颜切切的脸上是堆满了笑意,「童童,音乐会可以成功地举行了。」她的眼中闪烁著开心。
颜童童看著姊姊略带含意的笑脸,随即明白意思,「你是说你要附在我身上,表演这场音乐会?」
颜切切点点头,回答了妹妹的话。
「可是……」颜童童秀眉深锁,犹豫起来这个问题。
「有问题吗?」颜切切看得出妹妹的迟疑。
「罗丝说我有当灵媒的能力,可是我却一次也没做过,学过的东西也不是顶熟练的,我怕我会弄巧成拙的。」颜童童说出自己考虑和担心的事,「到时不只害了你,也害了我自己。」
「会这么严重吗?」
「嗯。」颜童童点点头,「弄不好,我们两人会共存在我的身体里,你出不了我的身体,然而,一个身体是无法承受两个灵魂太长的时间,到时说不定会一起毁了。」她说出最严重的后果。

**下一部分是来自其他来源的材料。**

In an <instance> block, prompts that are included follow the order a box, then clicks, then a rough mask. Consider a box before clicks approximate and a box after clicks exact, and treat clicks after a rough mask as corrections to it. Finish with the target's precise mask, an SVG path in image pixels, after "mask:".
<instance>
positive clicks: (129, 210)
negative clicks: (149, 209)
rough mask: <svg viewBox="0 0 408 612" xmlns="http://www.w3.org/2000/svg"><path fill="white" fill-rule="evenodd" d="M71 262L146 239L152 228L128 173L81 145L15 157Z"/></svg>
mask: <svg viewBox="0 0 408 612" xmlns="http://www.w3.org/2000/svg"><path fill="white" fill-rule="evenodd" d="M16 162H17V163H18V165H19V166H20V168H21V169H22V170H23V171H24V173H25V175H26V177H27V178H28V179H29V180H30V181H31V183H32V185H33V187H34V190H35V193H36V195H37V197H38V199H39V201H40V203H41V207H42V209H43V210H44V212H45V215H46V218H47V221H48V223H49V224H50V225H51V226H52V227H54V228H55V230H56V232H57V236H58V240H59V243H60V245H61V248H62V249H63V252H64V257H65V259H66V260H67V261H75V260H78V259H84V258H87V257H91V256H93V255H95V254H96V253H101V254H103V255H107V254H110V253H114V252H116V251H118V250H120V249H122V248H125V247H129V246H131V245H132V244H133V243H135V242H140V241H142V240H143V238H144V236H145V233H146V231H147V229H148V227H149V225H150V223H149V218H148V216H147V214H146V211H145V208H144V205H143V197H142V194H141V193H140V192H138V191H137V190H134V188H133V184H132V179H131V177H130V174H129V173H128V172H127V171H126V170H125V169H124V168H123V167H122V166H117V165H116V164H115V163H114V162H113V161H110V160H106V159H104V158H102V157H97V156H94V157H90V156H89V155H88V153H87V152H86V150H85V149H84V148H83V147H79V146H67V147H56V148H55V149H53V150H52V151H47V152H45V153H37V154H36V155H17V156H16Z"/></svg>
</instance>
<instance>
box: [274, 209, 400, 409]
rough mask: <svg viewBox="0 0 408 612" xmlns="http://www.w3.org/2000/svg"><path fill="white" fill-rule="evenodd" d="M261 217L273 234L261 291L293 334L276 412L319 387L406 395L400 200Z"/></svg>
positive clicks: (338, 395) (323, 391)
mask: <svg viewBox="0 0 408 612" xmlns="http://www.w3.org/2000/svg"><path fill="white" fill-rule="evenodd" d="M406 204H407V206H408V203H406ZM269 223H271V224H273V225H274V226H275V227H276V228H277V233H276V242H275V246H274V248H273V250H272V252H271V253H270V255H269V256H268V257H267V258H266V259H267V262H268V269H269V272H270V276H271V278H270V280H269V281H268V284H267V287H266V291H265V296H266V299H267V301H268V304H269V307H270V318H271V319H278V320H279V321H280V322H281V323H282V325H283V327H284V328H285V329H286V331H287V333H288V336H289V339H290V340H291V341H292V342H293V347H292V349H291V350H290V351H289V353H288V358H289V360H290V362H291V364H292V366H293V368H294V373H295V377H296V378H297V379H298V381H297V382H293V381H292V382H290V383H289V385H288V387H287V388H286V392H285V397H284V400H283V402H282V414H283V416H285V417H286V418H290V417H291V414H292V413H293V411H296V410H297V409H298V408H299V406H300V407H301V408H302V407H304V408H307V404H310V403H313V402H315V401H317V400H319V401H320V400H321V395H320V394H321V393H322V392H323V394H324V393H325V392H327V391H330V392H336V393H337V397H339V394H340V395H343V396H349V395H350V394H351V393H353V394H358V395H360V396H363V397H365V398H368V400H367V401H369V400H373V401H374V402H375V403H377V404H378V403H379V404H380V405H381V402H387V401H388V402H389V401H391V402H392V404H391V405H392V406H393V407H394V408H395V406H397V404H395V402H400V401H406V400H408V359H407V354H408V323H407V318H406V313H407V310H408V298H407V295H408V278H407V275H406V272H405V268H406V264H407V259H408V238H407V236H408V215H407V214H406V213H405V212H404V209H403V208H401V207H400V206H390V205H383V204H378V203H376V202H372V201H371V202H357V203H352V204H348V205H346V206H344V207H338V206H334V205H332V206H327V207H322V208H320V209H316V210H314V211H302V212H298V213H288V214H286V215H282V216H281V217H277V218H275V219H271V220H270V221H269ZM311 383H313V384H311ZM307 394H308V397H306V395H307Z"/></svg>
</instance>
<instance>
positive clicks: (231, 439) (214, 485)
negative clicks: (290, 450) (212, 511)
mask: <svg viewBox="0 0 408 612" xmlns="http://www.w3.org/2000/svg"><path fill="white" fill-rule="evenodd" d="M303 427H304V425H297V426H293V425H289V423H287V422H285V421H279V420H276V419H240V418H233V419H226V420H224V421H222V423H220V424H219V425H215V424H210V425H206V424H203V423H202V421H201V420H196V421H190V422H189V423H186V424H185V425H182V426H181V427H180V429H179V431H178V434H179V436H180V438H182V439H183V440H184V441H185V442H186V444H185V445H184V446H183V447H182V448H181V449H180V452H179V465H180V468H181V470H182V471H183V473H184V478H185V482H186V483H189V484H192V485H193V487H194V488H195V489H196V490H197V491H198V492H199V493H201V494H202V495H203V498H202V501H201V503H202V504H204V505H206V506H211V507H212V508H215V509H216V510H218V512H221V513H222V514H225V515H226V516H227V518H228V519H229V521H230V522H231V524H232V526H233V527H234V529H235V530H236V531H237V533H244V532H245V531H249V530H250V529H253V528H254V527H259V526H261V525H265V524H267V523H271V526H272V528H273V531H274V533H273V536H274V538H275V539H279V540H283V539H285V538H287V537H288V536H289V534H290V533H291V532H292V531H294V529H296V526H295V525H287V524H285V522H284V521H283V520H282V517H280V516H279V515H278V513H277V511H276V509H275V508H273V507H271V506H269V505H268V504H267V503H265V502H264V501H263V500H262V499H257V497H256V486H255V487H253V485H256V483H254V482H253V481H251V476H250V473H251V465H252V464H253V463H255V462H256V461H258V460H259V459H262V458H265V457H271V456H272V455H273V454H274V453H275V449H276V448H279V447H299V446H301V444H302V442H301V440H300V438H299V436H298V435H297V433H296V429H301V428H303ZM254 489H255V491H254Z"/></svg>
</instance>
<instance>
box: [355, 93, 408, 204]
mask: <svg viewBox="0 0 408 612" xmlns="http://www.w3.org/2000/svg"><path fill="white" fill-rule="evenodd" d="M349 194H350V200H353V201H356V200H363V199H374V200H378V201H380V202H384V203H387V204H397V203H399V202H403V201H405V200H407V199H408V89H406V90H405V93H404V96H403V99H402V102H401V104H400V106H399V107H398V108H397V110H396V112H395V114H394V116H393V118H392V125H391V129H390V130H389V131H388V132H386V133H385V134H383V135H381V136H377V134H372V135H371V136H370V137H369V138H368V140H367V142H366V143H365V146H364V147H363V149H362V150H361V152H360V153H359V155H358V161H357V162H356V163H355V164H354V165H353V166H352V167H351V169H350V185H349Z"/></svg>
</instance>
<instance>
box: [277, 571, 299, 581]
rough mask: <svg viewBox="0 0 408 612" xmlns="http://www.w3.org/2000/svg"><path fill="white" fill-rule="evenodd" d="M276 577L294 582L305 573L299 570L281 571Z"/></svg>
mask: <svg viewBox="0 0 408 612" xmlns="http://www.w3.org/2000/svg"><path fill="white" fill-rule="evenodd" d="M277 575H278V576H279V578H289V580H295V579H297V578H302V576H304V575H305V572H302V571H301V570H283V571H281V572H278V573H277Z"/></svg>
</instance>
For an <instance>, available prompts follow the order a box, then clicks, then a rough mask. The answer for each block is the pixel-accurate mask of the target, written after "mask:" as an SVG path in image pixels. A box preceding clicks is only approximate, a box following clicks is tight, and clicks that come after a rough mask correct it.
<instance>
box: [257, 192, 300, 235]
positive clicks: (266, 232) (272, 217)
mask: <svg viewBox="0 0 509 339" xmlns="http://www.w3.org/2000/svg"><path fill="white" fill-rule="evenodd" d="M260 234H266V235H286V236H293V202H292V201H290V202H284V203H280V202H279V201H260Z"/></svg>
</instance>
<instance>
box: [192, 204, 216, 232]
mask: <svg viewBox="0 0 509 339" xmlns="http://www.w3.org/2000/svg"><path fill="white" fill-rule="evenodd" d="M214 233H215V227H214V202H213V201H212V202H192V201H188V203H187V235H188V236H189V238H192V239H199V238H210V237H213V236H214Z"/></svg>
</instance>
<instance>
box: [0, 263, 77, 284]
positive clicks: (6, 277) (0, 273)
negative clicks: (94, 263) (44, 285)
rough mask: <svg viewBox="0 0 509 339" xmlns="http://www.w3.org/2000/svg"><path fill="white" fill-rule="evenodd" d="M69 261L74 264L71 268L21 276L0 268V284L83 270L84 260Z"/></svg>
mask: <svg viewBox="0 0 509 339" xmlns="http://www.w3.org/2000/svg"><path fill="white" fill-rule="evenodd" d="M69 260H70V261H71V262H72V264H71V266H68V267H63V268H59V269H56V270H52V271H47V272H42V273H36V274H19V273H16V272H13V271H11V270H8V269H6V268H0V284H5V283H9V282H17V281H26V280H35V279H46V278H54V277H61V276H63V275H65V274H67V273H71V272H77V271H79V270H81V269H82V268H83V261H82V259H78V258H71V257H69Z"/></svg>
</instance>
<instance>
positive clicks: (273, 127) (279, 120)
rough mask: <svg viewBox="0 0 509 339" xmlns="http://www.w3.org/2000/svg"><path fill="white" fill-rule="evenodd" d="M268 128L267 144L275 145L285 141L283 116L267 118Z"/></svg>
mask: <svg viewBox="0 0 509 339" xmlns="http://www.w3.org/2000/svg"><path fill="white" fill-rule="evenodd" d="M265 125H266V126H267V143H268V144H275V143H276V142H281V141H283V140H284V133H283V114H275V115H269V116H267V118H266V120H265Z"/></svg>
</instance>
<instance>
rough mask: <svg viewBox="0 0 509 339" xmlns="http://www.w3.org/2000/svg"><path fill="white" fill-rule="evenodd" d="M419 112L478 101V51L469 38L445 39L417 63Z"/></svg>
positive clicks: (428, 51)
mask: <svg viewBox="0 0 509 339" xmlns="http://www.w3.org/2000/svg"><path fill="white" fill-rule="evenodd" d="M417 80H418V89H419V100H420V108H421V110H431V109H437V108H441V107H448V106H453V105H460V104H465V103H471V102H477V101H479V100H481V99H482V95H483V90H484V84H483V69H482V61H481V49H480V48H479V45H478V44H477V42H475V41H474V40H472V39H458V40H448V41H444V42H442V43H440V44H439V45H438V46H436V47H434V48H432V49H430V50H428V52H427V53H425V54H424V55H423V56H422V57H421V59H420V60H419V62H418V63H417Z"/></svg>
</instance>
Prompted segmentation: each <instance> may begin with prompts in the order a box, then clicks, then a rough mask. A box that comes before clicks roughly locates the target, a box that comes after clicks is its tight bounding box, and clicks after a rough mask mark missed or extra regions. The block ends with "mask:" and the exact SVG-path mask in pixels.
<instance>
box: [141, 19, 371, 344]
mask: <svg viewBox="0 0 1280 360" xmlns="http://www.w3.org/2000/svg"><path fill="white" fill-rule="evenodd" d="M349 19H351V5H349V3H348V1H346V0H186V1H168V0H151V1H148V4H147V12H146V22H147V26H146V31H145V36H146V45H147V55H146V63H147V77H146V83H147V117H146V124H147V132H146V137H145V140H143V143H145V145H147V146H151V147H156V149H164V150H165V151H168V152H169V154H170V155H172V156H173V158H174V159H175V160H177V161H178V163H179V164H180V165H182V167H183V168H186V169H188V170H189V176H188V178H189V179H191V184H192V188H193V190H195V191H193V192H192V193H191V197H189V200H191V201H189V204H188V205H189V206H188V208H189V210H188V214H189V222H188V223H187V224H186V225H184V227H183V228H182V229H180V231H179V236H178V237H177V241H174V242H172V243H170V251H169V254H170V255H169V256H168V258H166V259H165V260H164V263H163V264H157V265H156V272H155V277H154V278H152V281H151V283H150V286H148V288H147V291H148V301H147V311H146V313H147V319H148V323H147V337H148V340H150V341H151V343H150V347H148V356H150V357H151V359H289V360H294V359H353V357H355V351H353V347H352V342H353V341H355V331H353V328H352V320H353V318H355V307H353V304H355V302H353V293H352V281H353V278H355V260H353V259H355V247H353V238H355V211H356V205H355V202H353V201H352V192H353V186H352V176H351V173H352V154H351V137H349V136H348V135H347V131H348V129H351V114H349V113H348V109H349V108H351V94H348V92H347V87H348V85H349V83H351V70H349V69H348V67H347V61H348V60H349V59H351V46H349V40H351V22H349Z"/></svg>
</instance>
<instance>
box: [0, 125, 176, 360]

「那……」颜切切原本开心的笑脸,浮上了她的失望,「就是不可行了?」
「我是担心罢了。」颜童童说出自己的想法,「我出事也就算了,可是,我不要因为我的失误而害了你的。」
颜切切摇摇头,「你不能这么说的。」她再次坐回琴椅上,凝视著妹妹那张和自己一模一样的脸,「毕竟,我已经是个没有躯体的魂魄了,而你,你还是个在人世间活生生的个体,你才不能出事。」
「但是,你若出了事,可能就魂飞魄散,不能投胎了。」颜童童反驳姊姊的话。
颜切切微微一怔,「不能投胎……」她可没有想到这一层面。
「所以,你也不能有事的。」
颜切切不语,极度的失望爬满了她的脸庞。
颜童童看著姊姊这般失望,心里也著实不忍,而且,如今最好的方法,只能让姊姊附身于自己的身上,去完成她的心愿——那场和蒋世勤的合奏音乐会。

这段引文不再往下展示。